Nato a Parigi nel 1431 e, orfano di padre, prese il nome del Cappellano suo protettore. La condizione agiata gli permise di frequentare i regolari studi della medio-borghesia dell’epoca, soprattutto gli studi letterali, che però non porterà mai a termine. Villon infatti era contraddistinto da un’anima inquieta, da uno  spirito zingaro, sempre in cerca di nuove esperienze:  si trovava a suo agio più nei bassifondi della città piuttosto che nelle stanze di studio. La sua vita fu scandita da episodi turbolenti: omicidi, furti, periodi in prigione e, alla fine, l’esilio da Parigi.

Nonostante la sua vita criminale, Villon possedeva una sensibilità straordinaria. Questo mix di tratti criminali e sensibilità lo rese il primo “poeta maledetto” della storia, e ispirò molti poeti maledetti francesi dei secoli successivi. La sua produzione letteraria è composta principalmente da tre opere: il “Lascito”, il “Testamento” e una raccolta di ballate intitolata “Poesie diverse”.

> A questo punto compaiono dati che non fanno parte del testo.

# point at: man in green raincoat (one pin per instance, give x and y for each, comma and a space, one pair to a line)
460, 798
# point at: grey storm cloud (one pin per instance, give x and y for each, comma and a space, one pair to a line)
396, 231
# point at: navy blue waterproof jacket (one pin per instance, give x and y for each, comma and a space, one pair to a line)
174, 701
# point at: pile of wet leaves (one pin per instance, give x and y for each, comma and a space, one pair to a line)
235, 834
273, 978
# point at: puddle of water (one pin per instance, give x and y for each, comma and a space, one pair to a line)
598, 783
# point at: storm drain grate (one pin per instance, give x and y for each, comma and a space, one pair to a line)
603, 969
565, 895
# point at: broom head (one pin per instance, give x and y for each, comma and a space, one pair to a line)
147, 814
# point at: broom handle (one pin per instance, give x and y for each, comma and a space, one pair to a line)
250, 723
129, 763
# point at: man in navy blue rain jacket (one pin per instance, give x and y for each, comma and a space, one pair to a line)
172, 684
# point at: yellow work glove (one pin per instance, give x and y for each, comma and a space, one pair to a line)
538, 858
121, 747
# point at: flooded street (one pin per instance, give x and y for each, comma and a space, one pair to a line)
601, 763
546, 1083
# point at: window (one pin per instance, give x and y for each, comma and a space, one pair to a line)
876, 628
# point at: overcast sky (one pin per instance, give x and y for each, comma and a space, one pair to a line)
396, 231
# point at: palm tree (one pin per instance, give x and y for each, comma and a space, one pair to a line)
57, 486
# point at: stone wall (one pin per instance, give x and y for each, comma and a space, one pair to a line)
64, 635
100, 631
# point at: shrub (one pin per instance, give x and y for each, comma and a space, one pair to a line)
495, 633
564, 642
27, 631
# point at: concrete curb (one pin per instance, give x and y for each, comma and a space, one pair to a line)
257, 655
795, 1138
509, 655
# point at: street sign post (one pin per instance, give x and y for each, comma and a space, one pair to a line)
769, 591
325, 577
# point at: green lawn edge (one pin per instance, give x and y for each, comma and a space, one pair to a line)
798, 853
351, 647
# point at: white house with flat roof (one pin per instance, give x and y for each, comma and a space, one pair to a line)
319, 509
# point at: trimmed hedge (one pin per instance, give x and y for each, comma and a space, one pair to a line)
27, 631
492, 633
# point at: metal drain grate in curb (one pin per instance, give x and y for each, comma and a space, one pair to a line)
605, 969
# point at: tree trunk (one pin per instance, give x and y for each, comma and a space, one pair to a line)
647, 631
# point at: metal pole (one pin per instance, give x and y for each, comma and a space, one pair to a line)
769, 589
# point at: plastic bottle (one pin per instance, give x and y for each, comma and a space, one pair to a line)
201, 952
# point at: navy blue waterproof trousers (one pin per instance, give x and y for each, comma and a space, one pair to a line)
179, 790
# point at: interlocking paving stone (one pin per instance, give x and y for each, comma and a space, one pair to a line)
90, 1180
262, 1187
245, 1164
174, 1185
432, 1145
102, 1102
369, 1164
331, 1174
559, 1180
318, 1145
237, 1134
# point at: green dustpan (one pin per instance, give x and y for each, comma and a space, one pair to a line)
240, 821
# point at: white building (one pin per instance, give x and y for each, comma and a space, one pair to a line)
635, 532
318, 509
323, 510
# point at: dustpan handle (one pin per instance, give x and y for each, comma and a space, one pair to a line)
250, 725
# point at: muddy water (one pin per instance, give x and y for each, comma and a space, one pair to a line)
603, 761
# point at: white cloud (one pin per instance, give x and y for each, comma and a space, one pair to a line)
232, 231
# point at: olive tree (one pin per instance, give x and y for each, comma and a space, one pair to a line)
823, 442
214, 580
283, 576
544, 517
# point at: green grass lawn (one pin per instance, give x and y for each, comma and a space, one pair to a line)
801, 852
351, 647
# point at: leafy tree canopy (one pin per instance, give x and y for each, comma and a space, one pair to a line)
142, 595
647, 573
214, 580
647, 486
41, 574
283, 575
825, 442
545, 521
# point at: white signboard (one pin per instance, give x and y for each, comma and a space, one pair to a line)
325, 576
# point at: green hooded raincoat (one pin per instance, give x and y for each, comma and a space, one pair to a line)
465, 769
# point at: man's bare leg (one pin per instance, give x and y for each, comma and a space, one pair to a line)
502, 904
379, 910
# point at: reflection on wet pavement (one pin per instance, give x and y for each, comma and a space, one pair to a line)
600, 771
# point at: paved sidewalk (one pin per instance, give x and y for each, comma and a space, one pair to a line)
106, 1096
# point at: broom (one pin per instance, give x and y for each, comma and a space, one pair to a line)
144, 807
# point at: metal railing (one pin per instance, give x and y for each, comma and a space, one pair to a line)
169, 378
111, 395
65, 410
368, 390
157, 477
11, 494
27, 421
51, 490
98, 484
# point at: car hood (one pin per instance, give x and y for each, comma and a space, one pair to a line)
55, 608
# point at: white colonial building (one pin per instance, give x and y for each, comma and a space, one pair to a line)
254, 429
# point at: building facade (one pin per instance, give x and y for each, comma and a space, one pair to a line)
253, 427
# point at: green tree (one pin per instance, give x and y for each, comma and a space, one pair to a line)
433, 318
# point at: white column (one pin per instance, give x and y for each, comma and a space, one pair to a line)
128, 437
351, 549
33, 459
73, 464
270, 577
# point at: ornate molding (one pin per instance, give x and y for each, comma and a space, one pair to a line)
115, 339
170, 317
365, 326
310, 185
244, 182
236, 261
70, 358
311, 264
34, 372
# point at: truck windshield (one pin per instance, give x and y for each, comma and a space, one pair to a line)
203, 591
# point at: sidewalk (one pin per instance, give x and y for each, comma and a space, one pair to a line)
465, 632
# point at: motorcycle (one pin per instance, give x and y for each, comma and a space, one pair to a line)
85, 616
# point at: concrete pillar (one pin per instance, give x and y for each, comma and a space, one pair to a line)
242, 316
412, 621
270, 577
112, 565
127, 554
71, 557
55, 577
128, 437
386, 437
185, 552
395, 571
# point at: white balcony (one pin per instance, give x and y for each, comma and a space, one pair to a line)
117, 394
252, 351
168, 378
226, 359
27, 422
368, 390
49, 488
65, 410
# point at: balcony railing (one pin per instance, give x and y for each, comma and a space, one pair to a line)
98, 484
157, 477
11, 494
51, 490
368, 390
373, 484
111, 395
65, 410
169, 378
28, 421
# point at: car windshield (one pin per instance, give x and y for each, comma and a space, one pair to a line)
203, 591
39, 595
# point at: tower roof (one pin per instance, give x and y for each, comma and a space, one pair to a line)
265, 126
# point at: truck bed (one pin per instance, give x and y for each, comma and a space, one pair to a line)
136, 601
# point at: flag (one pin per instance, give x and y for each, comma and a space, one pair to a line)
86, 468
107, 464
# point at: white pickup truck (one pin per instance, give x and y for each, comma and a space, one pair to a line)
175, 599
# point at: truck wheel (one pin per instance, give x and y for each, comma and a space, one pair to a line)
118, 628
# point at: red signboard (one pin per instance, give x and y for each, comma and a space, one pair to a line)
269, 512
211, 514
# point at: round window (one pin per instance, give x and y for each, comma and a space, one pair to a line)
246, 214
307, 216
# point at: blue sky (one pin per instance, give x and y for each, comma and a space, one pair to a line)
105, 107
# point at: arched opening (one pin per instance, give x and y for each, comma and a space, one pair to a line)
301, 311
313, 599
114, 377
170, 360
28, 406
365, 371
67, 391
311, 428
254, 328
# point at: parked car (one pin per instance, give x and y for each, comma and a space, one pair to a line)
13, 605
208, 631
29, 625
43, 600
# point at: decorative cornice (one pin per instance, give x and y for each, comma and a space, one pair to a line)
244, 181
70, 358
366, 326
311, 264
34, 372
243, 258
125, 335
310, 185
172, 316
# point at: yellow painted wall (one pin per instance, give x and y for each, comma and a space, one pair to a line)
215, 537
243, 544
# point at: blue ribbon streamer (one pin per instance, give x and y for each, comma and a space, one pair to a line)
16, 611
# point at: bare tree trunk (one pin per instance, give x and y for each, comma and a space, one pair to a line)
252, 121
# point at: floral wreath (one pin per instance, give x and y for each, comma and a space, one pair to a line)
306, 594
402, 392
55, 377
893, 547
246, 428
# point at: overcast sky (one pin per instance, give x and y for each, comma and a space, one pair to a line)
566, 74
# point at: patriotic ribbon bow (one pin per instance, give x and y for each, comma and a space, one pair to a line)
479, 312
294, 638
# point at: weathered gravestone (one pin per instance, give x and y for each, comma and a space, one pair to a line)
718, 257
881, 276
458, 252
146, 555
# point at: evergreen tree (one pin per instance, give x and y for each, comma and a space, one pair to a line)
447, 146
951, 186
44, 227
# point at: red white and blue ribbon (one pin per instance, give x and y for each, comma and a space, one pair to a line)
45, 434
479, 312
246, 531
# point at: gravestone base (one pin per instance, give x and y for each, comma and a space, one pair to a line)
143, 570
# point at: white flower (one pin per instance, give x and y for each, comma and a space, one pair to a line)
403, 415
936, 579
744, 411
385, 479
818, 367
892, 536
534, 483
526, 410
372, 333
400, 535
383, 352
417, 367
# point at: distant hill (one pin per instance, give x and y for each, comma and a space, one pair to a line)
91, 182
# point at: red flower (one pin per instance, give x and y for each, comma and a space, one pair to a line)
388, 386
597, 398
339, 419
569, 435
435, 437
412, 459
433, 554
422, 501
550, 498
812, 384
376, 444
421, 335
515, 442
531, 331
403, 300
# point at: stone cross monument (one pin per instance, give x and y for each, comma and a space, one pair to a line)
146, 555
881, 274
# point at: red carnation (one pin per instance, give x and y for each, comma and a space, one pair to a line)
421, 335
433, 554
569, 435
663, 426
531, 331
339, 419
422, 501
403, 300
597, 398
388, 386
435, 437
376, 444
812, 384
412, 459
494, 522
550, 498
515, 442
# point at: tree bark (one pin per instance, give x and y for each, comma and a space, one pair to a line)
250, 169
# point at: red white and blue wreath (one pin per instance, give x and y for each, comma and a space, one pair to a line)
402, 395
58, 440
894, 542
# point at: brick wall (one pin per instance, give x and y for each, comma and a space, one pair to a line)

Leggendo i testi di Villon, ciò che colpisce è la sua umanità. Le sue poesie riflettono l’animo umano con tutti i suoi dubbi, tormenti e passioni, anche le più oscure. Villon mette in luce, senza filtri, il lato oscuro dell’esistenza che la letteratura spesso cerca di nascondere, la religione di lavare e la filosofia di correggere. Le sue poesie sono un sorriso amaro verso la vita, che si compiace delle sfaccettature più torbide dell’umanità. In esse emerge l’idea che ciò che ci accomuna non sono solo le virtù, ma anche i vizi.

“Nel Lascito”, Villon satirizza il tono giuridico dei documenti testamentari e ritrae una umanità dai desideri più disparati attraverso nomi e cognomi di personaggi dell’epoca. “Il Testamento” riprende gli stessi temi, ma questa volta Villon lascia in eredità le sue ballate che toccano temi universali, tra cui spicca il tema della morte.

La morte è un tema dominante nelle opere di Villon. La sua poesia affronta la triste realtà che la morte è l’unico elemento che porta uguaglianza a tutti, cancellando le differenze di classe e condizione.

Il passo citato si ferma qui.